À cette belle acquisition viennent s’ajouter six pièces de 1er ordre toutes vendues à des prix musclés à huit chiffres, rapportant à elles seules 205,9 m$ soit plus de la moitié du total des ventes ! Parmi elles, Bouilloires aux fruits de Paul Cézanne (1839-1906) s’envole à 59,3m$, loin de son estimation basse de 40m$ malgré tout insuffisante pour battre son record de 60,5m$ en 1999 pour une nature morte chez Sotheby’s NY.

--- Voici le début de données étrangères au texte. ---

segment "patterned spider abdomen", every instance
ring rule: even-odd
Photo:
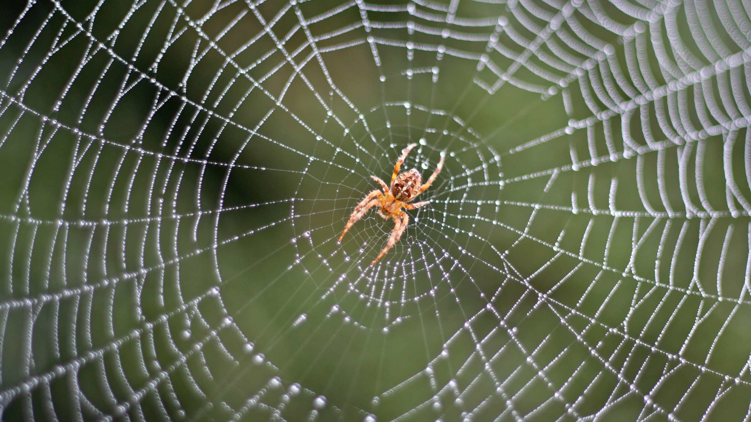
[[[409,202],[418,195],[422,186],[422,176],[417,169],[406,171],[397,176],[391,185],[391,194],[397,200]]]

Ce volet des grandes ventes de printemps à New York démontre l’engouement toujours plus vif des collectionneurs pour les grand maîtres de la peinture Impressioniste et Moderne. Christie’s devant Sotheby’s montre encore une fois avec une longueur d’avance qui détient les plus beaux records.

Chères meules

Aussi haletant que le feuilleton de l’été ! Après l’annonce de la mise en vente des Meules de Claude Monet (1840-1926) chez Sotheby’s NY le 14 mai dernier, la question du record était dans toutes les têtes ! La dernière Meule vendue, de période, dimensions et compositions analogues est partie pour plus de 80 m$ chez Christie’s NY en novembre 2016. Le record absolu de Claude Monet date, lui, de la vente de la collection Rockfeller en mai 2018 chez Christie’s NY : Nymphéas en fleur y fut cédé à près de 85m$. Fin du suspens : en 8 minutes, six enchérisseurs se sont disputés le chef d’œuvre. Harry Dalmeny a finalement laissé tomber son marteau à 110,7 m$. Cela représente plus de 40 fois sa valeur précédente : déjà vendue en 1986 pour 2,53 m$, l’œuvre était la propriété des descendants de Bertha et Potter Palmer, de richissimes collectionneurs chicagoans qui avaient acquis ces Meules par l’intermédiaire de Paul Durand-Ruel en 1891.

Sotheby’s misait gros avec cette prestigieuse provenance dont l’estimation basse de 55 m$ avait fait couler beaucoup d’encre… Pour la première fois, un tableau impressionniste franchit ainsi le seuil symbolique des 100 m$. Meules fait aussi son entrée dans le Top 10 des œuvres d’art les plus chères. L’intérêt pour les Impressionnistes et les œuvres du XIXe siècle ne se dément pas, malgré l’attrait pour l’art contemporain et le renouvellement des générations d’enchérisseurs. Les collectionneurs asiatiques, qui en sont particulièrement avides, participent de la constance de cette section du marché.